I stared at my phone, waiting for his response, panic flashing through me that I had waited too long.

But then my phone chimed, and his reply appeared.

B there in a few.

My entire body sighed with relief.

“I’ll be back in a while,” I said over my shoulder, hopping up from the couch in our living room, where my parents were watching a movie I’d chosen but couldn’t get into.

“Where are you going?” my mother asked from her perch on the couch, a cup of iced tea in her hand.

“The creek,” I said. “Just to … hang out.”

“You look like you’re up to something,” she said, her eyes crinkling with a question. “Your cheeks are all red.”

I waved a hand in the air as I walked past her, toward the sliding glass door that led to our back deck. “Nothing to worry about,” I said. “I’m just sick of sitting around here.”

“Good.” My mother sat forward, placing her glass on the coffee table.

“Very good.” My father held a hand up in the air as I passed him, and I swatted it in a high five. “Stay out past your curfew or something. You deserve it.”

“Noah!” my mother said, her voice high, but full of humor. “I don’t know if that’s the best idea.”

“The girl needs to have some fun.” My father looked up at me, his eyes sparkling with the fire of some explosion on the television, and winked. “But be safe.”

“Yeah,” I whispered as I slid open the door and stepped out into the darkness of the night, hoping I hadn’t just made the biggest mistake of my life.

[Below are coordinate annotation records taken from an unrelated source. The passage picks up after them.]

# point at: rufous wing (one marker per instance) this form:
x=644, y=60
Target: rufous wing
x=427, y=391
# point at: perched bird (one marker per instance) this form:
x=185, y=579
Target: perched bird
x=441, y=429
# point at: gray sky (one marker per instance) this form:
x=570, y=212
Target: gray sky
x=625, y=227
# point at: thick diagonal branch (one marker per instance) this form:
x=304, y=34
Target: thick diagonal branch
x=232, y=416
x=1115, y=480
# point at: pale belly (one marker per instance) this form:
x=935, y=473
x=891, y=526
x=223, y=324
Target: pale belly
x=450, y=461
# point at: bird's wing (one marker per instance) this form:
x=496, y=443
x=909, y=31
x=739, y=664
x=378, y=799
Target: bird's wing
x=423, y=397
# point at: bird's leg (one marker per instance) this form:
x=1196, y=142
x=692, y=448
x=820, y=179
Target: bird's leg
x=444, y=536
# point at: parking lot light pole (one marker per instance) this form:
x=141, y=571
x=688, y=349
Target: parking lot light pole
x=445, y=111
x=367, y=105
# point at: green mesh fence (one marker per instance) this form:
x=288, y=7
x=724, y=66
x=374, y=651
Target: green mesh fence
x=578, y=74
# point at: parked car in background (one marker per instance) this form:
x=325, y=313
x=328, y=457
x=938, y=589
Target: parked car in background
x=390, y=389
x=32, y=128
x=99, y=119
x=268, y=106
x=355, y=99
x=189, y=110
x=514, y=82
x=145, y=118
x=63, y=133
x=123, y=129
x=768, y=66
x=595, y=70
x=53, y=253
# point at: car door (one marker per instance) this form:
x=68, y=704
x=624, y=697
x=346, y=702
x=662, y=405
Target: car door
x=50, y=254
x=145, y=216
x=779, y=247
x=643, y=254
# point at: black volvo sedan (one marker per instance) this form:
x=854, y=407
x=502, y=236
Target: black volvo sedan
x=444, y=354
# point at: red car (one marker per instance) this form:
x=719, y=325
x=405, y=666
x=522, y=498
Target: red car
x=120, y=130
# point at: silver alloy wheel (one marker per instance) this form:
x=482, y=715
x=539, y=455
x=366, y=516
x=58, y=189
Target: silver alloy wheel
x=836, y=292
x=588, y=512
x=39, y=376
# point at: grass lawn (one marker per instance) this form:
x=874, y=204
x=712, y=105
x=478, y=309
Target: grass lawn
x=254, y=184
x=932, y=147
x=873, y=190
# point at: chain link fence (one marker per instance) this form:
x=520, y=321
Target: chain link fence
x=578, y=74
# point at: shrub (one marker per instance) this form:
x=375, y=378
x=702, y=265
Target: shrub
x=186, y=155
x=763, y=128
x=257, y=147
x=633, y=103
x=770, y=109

When my feet hit the dirt path at the edge of our yard, I started to doubt myself. There was nothing safe about what I was planning to do.

Above, leaves fluttered in the moonlight, and I wondered if their whispers were meant for me, if they were imprinted with a code that I needed to decipher. Some kind of important message that would help me get this right.

I focused, listening to their rippling cross over my head, hearing one word in the muggy wind.

Hurry.

Hurry.

Hurry.

I picked up the pace then, as that word echoed through my head. Hoped that I hadn’t run out of time. I had to get it right. This last thing. I couldn’t lose him, too. And there was only one way to protect what was left between us.

My arms pumped against my sides, helping me gain even more speed. The thick air rushed at me, pulling my hair over my shoulders, whipping it into the silver light of the moon. I wanted to be there, couldn’t move fast enough. Each second felt like forever.

But of course, when I turned that last bend and saw him sitting there, I almost stopped and ran back the other way.

Because there was no way to be sure which was the right choice to make.

But I had to trust myself.

There was no one else.

Adam turned as I kicked off my shoes. “Hey,” he said.

“Hey.” I folded my legs beneath me and took my place next to him on our rock.

“Didn’t know if you’d ever call,” he said with a half smile, “after everything I told you.”

“Yeah,” I said. “I needed to work some things out.”

“Right,” Adam said, turning his face to the rushing water of the creek.

“It was all pretty messy,” I said.

Adam nodded.

“And I’ve been pretty pissed.”

“You have a lot to be pissed about.”

“I’m talking specifically about the parts that had to do with you.”

Adam clutched his hands together in his lap. “Do you need me to apologize again?”

“No. I know you’re sorry.”

Adam didn’t look at me. “I am.”

“And I know that you were trying to protect me.”

“I was.”

“I’m ready to thank you for that part,” I said. “For trying to keep me safe. And putting me first.” I took a deep breath, noticing the air shift around me. I actually felt lighter.

He looked down then, nodded as though he understood something I hadn’t even said, that shaggy blond hair obscuring my view of his eyes. Eyes I suddenly wanted to see more than anything.

“Maggie.” Adam sighed. Bit at his lip. “I just want you to trust me again. I hope you can remember, even with everything, that you know me.”